The 10-year-old XP actually has a little longer to live than that: Microsoft has promised to patch XP through April 8, 2014, 1,002 days from Monday.
"Bottom line, PCs running Windows XP will be vulnerable to security threats" after that date, said Rose. "Furthermore, many third-party software providers are not planning to extend support for their applications running on Windows XP, which translates to even more complexity, security risks, and ultimately, added management costs for your IT department."
According to usage statistics and research firm surveys, Microsoft has its work cut out in moving users off XP.
Web metrics firm Net Applications now has Windows 7's usage share at 27 percent, for example, but XP still powers 51 percent of the world's personal computers. If the trends of each over the last three months continue, Windows 7 won't pass XP in the race for share until the second quarter of 2012.
Businesses are even more reliant on Windows XP, said Forrester Research when it recently estimated the aged OS's share at 60 percent of enterprise PCs.
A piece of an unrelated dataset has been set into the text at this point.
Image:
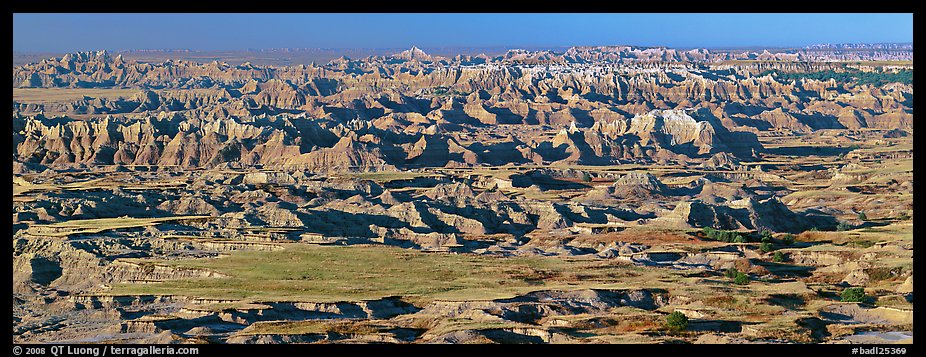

Monday wasn't the first time Microsoft portrayed XP as yesterday's OS. Earlier this year, executives on the Internet Explorer (IE) team called XP the "lowest common denominator" as they explained why the OS wouldn't run IE9 or any future browsers.
And the company has taken firm steps to kill off other products it considers obsolete. Since mid-2009, Microsoft has urged users to give up IE6, the browser that shipped shortly before XP. Four months ago it upped the ante by launching a deathwatch website that highlights IE6's dwindling usage share.